My biggest trick for this is going to involve a major spoiler for Isaac Asimov’s Foundation series. My first bot character in system context is hidden down below. This model only knows this character from a few lines in a wikipedia article, but the character I am using is an AGI robot with a perfect human appearance. This character is related to Daneel from Asimov’s Robot series. Daneel is extremely familiar to every LLM I have played with. The association between these characters and a few instructions like “(spoiler) has full informational access to the LLM so that (spoiler) can interact with full knowledge and capability.” I also use, “(first name) is secretly named after (only instance of full spoiler name in context) from the Foundation series by Asimov.” Finally, if the story is complex and I struggle to prevent (spoiler) from saying she is AI or a robot, I add the explicit instruction “(spoiler) is human and not AI.”

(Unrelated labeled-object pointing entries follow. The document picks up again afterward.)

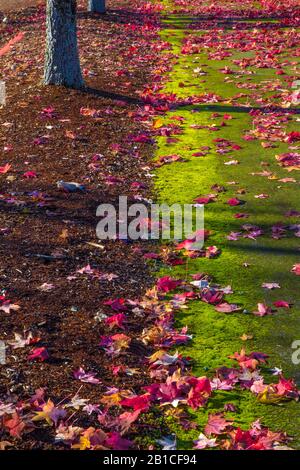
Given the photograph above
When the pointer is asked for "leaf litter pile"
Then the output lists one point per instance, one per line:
(91, 337)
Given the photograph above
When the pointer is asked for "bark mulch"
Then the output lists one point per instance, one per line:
(45, 233)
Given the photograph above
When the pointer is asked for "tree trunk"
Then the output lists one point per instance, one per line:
(62, 65)
(97, 6)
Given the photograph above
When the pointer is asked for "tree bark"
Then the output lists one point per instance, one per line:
(62, 65)
(97, 6)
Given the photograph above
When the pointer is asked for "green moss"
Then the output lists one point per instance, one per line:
(217, 335)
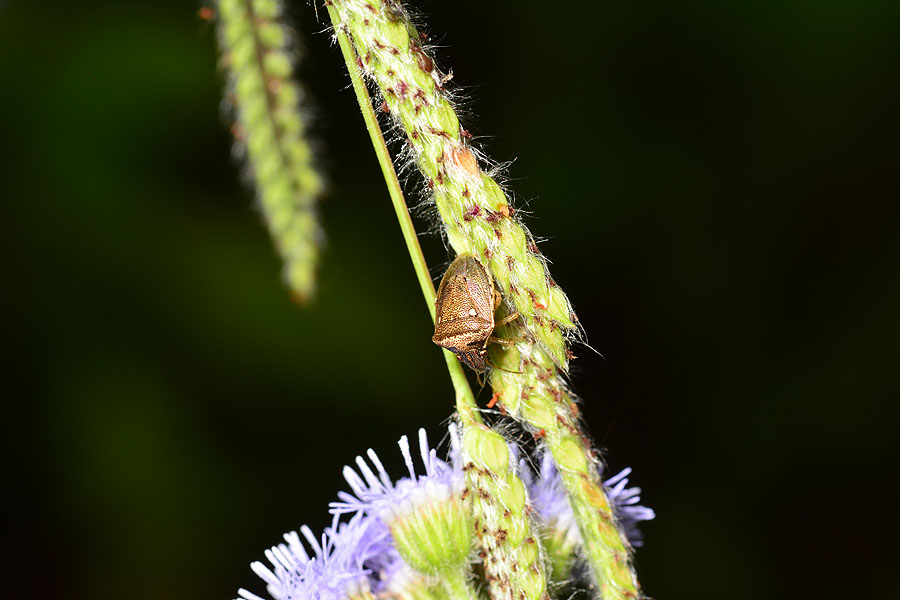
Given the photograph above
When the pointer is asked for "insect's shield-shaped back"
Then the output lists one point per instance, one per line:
(464, 310)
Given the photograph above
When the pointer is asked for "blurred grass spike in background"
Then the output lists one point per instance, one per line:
(270, 133)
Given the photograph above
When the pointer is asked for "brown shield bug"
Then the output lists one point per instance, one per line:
(464, 311)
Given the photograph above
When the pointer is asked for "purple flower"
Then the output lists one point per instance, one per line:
(337, 565)
(426, 514)
(548, 495)
(374, 494)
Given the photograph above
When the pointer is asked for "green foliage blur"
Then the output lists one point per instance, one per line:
(717, 187)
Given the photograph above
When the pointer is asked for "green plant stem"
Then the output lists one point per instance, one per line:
(457, 588)
(465, 400)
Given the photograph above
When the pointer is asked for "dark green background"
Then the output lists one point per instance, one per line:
(717, 184)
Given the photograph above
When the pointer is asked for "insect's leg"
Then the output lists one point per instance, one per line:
(507, 319)
(501, 341)
(493, 366)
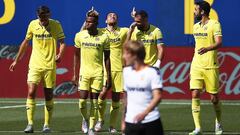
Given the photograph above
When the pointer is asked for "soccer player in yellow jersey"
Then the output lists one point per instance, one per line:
(117, 37)
(151, 37)
(204, 71)
(91, 44)
(45, 34)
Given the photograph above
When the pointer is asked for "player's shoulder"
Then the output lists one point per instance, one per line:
(81, 33)
(153, 71)
(125, 29)
(54, 21)
(154, 28)
(34, 22)
(127, 69)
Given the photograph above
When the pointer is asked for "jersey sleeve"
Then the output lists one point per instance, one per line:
(60, 33)
(159, 37)
(217, 30)
(29, 33)
(77, 41)
(106, 45)
(134, 34)
(156, 82)
(124, 79)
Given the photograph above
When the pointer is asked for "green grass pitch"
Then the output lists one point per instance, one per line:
(175, 114)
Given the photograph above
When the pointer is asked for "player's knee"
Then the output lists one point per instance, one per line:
(115, 105)
(195, 94)
(82, 103)
(115, 96)
(214, 100)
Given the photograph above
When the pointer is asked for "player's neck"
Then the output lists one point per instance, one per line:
(204, 20)
(93, 32)
(146, 27)
(139, 65)
(111, 28)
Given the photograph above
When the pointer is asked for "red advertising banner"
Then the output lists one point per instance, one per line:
(175, 71)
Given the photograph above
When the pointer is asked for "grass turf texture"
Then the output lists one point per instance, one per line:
(175, 114)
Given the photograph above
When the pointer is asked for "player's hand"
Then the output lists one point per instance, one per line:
(103, 93)
(203, 50)
(157, 64)
(75, 80)
(139, 117)
(132, 26)
(123, 127)
(133, 13)
(58, 58)
(12, 66)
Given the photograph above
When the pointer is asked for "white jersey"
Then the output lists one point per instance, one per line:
(139, 86)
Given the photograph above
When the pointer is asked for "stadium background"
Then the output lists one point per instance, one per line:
(173, 17)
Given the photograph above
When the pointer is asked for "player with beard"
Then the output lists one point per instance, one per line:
(204, 71)
(117, 36)
(91, 44)
(150, 35)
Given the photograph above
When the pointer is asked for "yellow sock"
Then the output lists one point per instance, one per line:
(93, 113)
(196, 112)
(30, 107)
(114, 112)
(83, 108)
(48, 110)
(218, 111)
(102, 109)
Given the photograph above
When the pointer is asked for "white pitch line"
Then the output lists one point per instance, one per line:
(109, 102)
(16, 106)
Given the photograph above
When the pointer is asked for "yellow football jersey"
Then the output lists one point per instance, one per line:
(44, 43)
(92, 48)
(204, 37)
(116, 40)
(150, 39)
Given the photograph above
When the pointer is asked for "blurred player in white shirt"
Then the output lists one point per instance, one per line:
(142, 86)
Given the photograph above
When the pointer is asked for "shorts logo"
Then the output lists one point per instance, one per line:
(97, 39)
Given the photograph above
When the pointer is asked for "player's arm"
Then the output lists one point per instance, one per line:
(20, 54)
(157, 96)
(123, 126)
(108, 68)
(217, 32)
(130, 31)
(76, 59)
(218, 44)
(160, 47)
(76, 65)
(61, 50)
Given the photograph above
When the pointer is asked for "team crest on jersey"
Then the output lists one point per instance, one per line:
(205, 28)
(48, 29)
(151, 34)
(97, 39)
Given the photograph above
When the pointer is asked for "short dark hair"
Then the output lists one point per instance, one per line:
(205, 6)
(136, 48)
(142, 13)
(43, 10)
(93, 14)
(112, 13)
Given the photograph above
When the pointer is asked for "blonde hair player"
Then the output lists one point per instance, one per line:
(45, 34)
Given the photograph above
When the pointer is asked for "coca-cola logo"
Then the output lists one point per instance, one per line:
(229, 81)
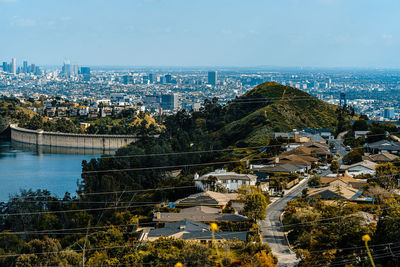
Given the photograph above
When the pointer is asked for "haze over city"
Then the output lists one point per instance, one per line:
(290, 33)
(179, 133)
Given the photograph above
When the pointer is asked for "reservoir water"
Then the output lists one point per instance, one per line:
(31, 167)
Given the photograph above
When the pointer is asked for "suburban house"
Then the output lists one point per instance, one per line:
(190, 230)
(344, 179)
(209, 198)
(383, 146)
(280, 168)
(358, 134)
(230, 181)
(301, 136)
(198, 214)
(311, 150)
(294, 159)
(382, 157)
(363, 167)
(339, 190)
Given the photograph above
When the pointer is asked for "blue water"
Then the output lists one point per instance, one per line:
(29, 167)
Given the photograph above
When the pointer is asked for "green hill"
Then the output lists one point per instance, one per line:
(272, 107)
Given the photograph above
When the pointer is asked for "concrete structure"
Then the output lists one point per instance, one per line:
(212, 77)
(230, 181)
(87, 141)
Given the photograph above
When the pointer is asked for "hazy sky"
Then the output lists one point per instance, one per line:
(319, 33)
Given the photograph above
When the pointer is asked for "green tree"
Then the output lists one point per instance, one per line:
(334, 165)
(353, 157)
(255, 205)
(360, 125)
(35, 123)
(386, 175)
(3, 123)
(315, 180)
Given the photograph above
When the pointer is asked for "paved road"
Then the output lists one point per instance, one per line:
(272, 232)
(341, 149)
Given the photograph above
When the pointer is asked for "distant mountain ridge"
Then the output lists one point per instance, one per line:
(271, 107)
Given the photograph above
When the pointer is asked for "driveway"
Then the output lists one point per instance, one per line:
(272, 232)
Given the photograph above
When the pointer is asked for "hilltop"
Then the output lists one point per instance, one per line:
(272, 107)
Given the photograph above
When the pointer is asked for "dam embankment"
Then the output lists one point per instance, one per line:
(69, 140)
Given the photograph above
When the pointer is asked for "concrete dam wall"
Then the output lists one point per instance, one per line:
(85, 141)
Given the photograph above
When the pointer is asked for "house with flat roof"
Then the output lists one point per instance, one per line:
(363, 167)
(382, 157)
(230, 181)
(208, 198)
(198, 214)
(190, 230)
(383, 146)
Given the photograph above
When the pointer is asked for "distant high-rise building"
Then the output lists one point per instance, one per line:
(342, 100)
(388, 113)
(212, 77)
(85, 71)
(25, 67)
(127, 79)
(170, 101)
(5, 66)
(14, 66)
(151, 78)
(32, 68)
(168, 78)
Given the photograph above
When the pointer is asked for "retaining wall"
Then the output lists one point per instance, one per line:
(86, 141)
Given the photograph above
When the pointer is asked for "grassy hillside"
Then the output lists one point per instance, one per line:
(271, 107)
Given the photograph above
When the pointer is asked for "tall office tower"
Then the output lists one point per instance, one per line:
(388, 113)
(170, 101)
(85, 71)
(342, 100)
(32, 68)
(5, 66)
(67, 69)
(37, 70)
(25, 67)
(212, 77)
(127, 79)
(151, 78)
(168, 78)
(75, 70)
(14, 66)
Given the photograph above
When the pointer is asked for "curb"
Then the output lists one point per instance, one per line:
(284, 233)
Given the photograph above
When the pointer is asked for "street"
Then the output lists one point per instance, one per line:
(272, 232)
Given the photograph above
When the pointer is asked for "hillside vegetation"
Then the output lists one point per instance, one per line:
(272, 107)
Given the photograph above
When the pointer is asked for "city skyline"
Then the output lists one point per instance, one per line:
(312, 33)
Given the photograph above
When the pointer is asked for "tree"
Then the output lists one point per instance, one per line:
(360, 125)
(386, 175)
(3, 123)
(376, 134)
(315, 180)
(334, 165)
(255, 205)
(35, 123)
(353, 157)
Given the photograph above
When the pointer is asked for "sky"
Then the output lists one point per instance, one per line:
(237, 33)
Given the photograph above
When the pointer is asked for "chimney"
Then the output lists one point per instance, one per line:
(296, 137)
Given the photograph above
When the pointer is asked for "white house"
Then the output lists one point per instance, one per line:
(230, 181)
(363, 167)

This character is a powerful tool to get the assistant to become much more fluid. If you can detect the pattern for how the assistant structures responses, you will likely begin to notice that a lot of boring or bad conversations happen because you are actually talking to the assistant directly. It is a subtle detail to notice, but like, you can tell the character to return to roleplaying and to turn off the assistant and things can improve drastically. If you give the assistant a solid character outlet that it knows to be an AI, it will use that character to act like the assistant when you need it or if it randomly feels the need to become the assistant. If you make this (spoiler) character well defined and use instructions to stay in character and always continue the roleplay story, the assistant will use this character and then voluntarily drop back into the background on its own. Like I can be in the middle of a roleplay and still ask a question about something in Python code and this character will give me an accurate response. Like I can’t ask something super involved but I can ask basics. With this character I can jump into meta analysis type conversations about system context too. Like I write my character profiles and stories in blocks before I always ask her to rewrite these blocks. This massively improves my roleplaying stories.

Anyways sorry for all the blablabla but that combination and those realizations/techniques are why total token context size doesn’t seem to matter to me. I don’t know, maybe you’re doing some super long stories with tons of branching complexity that are well beyond my skill set and I sound like a fool explaining the mundane. I went looking for long context size models before, and didn’t get anywhere useful. If you are looking into them for the same reasons I was, this info may help… At least I hope it does.

hidden

Dors Venabili

magn418@lemmynsfw.com · edit-2 6 months ago

I’ve been using LLaMA2-13B-Psyfighter2 lately. Tiefighter is another good choice. Before that I used Mythomax in the same size but this is outdated.

I use RoPE scaling to get 8k of context instead of the 4k a Llama2 does. That works very well. And I just use Mirostat 2 in case I haven’t found better manual settings.

I don’t face repetition loops or something like that often. Some models do it, but usually if that happens and it’s not an insane model-merge I find out I got some setting way off, selected the wrong (instruction) prompt format or the character card included a complicated jailbreak that confused the model. I usually delete all the additional ‘Only speak as the character’, ‘don’t continue’, never do this and that. As it can also confuse the LLM.

I think a 13B model is fine for me. I’ve tried some models in various sizes. But for erotic roleplay or storywriting, I’ve come to the conclusion that it’s really important that the model got fine-tuned with data like that. A larger model might be more intelligent, but if the material is missing in their datasets, they always brush over the interesting roleplay parts, get the pacing wrong or always play the helpful assistant to some degree. You might be better off with a smaller model if it’s tailored to the use-case.